If disks really failed - you cannot (without data loss). It is impossible to recover raid group with 4 failed disks, so the only option is to recreate aggregate and restore data from backup.

To determine whether disks are really failed you should open support case to analyze your system.

eliebeskint · ‎2019-09-12

thanks for your reply , how i can check if i have a backup , is there any command i can run it ?

paul_stejskal · ‎2019-09-18

No that would mean a backup of your data.

You might be able to open a case with us and we can try to help us support the system.

junwang · ‎2024-11-13

Hi,eliebeskint,

There are more than 2 bad disks in an aggregation, causing RAID damage.

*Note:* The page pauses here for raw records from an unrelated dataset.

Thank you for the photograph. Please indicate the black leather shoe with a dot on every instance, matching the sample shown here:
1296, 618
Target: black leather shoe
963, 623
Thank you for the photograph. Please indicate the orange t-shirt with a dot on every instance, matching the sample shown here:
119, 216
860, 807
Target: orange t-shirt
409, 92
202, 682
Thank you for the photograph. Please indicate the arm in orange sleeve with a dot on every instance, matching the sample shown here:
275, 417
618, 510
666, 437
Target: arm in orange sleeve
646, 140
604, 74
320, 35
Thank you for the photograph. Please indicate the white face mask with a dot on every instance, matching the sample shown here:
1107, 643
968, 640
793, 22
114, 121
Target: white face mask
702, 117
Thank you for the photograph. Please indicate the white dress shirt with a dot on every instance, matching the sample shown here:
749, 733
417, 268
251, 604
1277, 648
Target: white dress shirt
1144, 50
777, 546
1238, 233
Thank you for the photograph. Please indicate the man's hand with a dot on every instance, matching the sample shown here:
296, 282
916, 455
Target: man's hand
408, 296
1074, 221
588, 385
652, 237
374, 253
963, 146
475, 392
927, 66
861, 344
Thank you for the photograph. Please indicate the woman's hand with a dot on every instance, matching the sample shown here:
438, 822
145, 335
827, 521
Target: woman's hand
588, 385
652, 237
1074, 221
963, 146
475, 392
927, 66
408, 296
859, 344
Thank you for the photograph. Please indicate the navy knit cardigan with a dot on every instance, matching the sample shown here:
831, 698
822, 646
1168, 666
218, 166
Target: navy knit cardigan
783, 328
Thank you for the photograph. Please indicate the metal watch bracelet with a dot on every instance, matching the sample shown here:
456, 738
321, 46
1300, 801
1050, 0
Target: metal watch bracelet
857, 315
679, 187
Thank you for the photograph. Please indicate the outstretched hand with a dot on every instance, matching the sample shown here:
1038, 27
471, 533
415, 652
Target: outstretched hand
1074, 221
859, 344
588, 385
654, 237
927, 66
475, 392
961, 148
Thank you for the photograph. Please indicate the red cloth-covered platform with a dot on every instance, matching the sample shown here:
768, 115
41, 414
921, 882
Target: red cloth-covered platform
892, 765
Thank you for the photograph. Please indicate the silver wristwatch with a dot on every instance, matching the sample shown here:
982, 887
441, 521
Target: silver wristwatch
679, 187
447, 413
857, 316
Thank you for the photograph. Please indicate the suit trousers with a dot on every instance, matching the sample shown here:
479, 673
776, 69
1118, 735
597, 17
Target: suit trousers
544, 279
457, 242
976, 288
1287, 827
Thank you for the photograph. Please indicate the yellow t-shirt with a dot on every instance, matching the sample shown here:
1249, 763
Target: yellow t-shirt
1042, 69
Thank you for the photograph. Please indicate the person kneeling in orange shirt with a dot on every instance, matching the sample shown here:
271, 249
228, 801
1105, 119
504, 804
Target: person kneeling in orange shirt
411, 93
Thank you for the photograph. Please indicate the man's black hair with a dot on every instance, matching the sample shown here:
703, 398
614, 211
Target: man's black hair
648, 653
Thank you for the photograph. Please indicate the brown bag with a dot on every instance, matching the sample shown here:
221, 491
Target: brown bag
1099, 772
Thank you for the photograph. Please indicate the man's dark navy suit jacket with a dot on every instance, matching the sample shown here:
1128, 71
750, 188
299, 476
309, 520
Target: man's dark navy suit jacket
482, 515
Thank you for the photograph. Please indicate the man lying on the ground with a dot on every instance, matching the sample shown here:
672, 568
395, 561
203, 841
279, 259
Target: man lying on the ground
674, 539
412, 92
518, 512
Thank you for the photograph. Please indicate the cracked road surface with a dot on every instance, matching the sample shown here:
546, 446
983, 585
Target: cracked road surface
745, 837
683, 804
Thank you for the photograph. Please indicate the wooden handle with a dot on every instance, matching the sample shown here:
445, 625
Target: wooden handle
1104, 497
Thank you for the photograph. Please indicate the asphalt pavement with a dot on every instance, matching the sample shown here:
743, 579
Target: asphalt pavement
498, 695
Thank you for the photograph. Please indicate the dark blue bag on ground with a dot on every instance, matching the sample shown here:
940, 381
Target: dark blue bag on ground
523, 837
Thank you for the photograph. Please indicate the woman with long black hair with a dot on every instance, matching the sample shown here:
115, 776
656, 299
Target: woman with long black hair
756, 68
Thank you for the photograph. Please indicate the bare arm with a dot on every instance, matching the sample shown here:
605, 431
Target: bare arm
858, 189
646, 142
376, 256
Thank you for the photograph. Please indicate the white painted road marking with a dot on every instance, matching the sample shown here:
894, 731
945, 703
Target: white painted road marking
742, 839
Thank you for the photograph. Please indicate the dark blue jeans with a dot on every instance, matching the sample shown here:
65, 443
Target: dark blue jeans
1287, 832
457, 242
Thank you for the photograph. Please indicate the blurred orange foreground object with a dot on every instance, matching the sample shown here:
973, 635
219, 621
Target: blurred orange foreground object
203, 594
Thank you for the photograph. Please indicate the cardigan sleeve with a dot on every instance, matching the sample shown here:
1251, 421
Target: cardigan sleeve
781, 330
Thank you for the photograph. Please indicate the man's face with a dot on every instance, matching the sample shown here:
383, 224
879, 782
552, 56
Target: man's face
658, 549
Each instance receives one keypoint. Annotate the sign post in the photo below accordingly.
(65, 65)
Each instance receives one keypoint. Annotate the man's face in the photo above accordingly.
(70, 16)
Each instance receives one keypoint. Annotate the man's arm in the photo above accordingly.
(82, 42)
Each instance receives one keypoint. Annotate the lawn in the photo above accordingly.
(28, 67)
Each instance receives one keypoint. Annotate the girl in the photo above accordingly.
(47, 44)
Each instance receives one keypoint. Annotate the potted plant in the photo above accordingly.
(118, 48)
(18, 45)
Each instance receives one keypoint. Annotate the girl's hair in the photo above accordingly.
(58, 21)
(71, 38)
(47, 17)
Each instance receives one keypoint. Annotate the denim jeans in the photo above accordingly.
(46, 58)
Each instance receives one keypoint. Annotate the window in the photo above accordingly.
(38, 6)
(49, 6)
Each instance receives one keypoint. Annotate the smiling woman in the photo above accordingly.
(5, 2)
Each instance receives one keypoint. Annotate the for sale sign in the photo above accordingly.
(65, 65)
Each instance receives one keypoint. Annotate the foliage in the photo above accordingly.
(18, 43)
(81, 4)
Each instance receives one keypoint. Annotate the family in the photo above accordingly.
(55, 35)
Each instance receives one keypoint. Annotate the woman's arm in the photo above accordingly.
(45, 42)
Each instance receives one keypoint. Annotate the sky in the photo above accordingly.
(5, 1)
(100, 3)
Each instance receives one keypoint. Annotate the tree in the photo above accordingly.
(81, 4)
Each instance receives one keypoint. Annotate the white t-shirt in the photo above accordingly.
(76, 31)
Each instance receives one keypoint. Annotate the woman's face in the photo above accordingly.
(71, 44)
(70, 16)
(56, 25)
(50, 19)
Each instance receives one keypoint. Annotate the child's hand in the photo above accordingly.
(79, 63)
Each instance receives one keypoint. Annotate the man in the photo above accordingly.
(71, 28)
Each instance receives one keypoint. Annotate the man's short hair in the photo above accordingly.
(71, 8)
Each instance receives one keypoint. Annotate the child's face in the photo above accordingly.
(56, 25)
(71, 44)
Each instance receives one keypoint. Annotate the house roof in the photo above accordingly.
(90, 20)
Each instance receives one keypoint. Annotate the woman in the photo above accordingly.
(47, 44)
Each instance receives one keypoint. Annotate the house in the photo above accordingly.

There are currently 6 spare disks, but their status is not zeroed. In this state, spare disks will not be used. The solution is to zero the spare disk.

::> disk zerospares

After zero is completed, the system will automatically write the data of the faulty disk to the spare disk. After all disks are synchronized to the spare disk, normal operation can be restored. Then, replace the broken disk.